More info at Hous Projects, where the exhibition opens on May 5th and runs through June 25th.

I'm squeamish, so I chose a few images that do not show any pierced flesh.



All images © Gina LeVay


Not only are our friends at Snap Galleries exhibiting my friend and long-time business partner Michael Putland's Triptychs this month (nice amount of press guys!), they're also showing Iain MacMillan's Abbey Road Beatles session, and offering the rare prints as a set. Evidently, owner Guy White busted out his loupe:

"One of my favourites is a mysterious lady in a purple top who appears deep in the shadows on three of the six frames. Who was she? She probably doesn't even know that she was there that day - but someone will know who she is. During our research, we have discovered a dozen other bystanders, just like her. It's fascinating to me to think that if a different frame had been chosen as the cover, some of these other characters might have been on the album sleeve. It's also interesting to have a set of photographs with the actual frame numbers visible, so we can establish with absolute certainty the order of the images."

The full story plus an online catalogue can be viewed on Snap's website but of course if you're in London you must go and see in person.


"Aperture Gallery and sepiaEYE present 'Wind', a solo exhibition by internationally acclaimed Korean photographer Jungjin Lee featuring twenty-five stunning panoramic landscapes. A limited-edition artist book, as well as the artist's first trade book, co-published by Aperture and Sepia, accompany the exhibition. Beautiful in their composition and physical execution, Lee's images present metaphors for an interior state of being and the forces that shape it. Lee's landscapes are imbued with an elemental vastness, at once powerful and serene. The Wind exhibition will coincide with the annual Asian Contemporary Art Week (ACAW) festivities held in New York. Museums, galleries, curators, and artists will be involved through the ten-day run of the festival."

Opening reception, March 24th. aCurator has the hots for this piano photograph, if you're buying.


Gorgeous, stunning, monumental. Michael Kirchoff's photographs will be on exhibit at Wildfire Gallery in LA, opening March 18th, 2011.

The ongoing series 'An Enduring Grace' "is a fulfillment of distant childhood curiosities of Russia... Michael now approaches these dramatic scenes with the same feeling of wonderment he had as a child..."

The photographs on show were made over the course of multiple visits since 2007.


Road to Red Square and Naval Cathedral © Michael Kirchoff


Robyn Twomey is a great editorial and fine art photographer from the Bay Area whose first solo exhibition, a series about users of medical marijuana, opens March 3rd, 2011, at Patricia Sweetow Gallery in downtown San Francisco.
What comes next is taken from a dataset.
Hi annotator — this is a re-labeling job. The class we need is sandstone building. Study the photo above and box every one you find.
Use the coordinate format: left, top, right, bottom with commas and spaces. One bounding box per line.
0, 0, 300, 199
Maybe one day when New York grows up we too will be able to treat our sick neighbours with the magical weed.

"In the fall of 2009, Twomey was on assignment with Fortune Magazine covering the medicinal marijuana gold rush in California for the article, Medical Marijuana's High Society. While photographing behind the scenes at the dispensaries, she met 19 year-old Jordan Mays, a medical marijuana client who has a rare form of leukemia. Though not originally part of the assignment, the photo editor of Fortune Magazine encouraged Robyn to accompany Jordan to his house and photograph him. Thus began the journey for Robyn into the personal stories of Medical Marijuana prescription patients from Harborside Healthcare in Oakland, CA. Robyn has photographed over 30 clients, with an array of stories; the large-scale portraits are staged in the client's environment while each administers their medication. The photographs give voice to the diversity of those who rely on cannabis for relief, despite the frail legal framework, and the menacing social stigma."

Ann, Jordan, Catrina and Karen © Robyn Twomey



Photography's new year is well under way and on February 1st the Half King will host a special evening to launch Gina LeVay's Sandhogs exhibition. Gina will be speaking, and joining her will be a real live Sandhog, Dennis O'Neill. Come to West Chelsea for a beer and short film.